La adopción de nuevas modalidades políticas y económicas podría parecer innecesaria o, en todo caso, equivalente a incorporar formas ajenas e incluso extranjeras en la vida interna de países con una historia y cultura radicalmente distintas a las de los países hoy desarrollados. Esto ha llevado a una discusión fundamental sobre la disyuntiva que muchos países han enfrentado recientemente: ¿es necesario adoptar formas e instituciones políticas, legales y económicas que han probado su efectividad para promover el desarrollo pero que son producto de una historia y de una cultura distintas a la latinoamericana? o ¿es posible encontrar modelos alternativos para la economía y la política de un país que tomen en cuenta la historia y la cultura existentes para salir adelante, en lugar de adoptar modelos que corren el riesgo de ser rechazados? No existen respuestas fáciles a estas preguntas. Lo que sí existe es cierta evidencia empírica que sugiere que algunas de esas formas e instituciones son una condición sine qua non para el éxito económico, en tanto que otras son expresiones culturales ajenas. Los países exitosos probablemente tuvieron capacidad de distinguir unas de las otras.

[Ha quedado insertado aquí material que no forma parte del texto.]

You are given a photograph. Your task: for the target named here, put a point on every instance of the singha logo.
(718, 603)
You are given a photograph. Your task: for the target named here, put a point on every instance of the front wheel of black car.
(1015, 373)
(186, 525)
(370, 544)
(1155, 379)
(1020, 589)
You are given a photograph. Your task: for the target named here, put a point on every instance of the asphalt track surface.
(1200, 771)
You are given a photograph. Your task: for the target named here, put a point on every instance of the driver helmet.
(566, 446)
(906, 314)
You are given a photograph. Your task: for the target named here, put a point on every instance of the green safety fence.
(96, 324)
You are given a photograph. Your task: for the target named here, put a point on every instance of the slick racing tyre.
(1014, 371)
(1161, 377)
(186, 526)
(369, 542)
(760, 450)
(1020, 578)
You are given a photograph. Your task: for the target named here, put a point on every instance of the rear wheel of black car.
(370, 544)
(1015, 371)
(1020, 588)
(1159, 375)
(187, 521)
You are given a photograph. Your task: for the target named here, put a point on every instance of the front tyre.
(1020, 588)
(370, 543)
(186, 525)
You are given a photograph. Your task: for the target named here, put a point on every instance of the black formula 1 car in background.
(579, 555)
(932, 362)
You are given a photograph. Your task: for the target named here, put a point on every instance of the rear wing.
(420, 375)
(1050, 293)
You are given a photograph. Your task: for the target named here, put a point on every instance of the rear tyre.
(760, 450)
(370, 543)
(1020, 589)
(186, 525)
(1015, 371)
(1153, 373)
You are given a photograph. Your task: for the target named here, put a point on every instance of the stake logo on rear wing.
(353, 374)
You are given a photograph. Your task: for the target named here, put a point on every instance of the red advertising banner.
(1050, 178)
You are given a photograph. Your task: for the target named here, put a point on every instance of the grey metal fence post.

Parte del desarrollo político que tiene que ocurrir en forma paralela al cambio económico se refiere precisamente a la creciente participación política que experimentan las sociedades latinoamericanas. No es imposible que ese desarrollo llegue a requerir la adopción de formas híbridas en la legislación, así como modalidades de participación que son ajenas a la cultura histórica. No obstante lo anterior, la adopción de nuevas instituciones políticas podría constituir una oportunidad de avance político, pues muchos de los sectores que más se oponen a los cambios económicos serían los que obtendrían mayores beneficios de dicha transformación política. Es decir, un importante avance político en materia de apertura a la participación de grupos políticos antes marginados de los procesos legislativos y, en general, de decisión (a través de la adopción de medidas conducentes hacia temas como los antes citados de accountability y recall), puede hacer posible la generación de reformas económicas muy significativas, logrando con ello la consecución de los tres objetivos de gobierno más trascendentes: la estabilidad política, la paz social y el desarrollo económico. El espectacular desarrollo político de España en las últimas décadas y su exitosa incorporación a la Unión Europea hacen más que evidente que es perfectamente factible romper con las barreras que enfrentamos, muchas de ellas claramente autoimpuestas.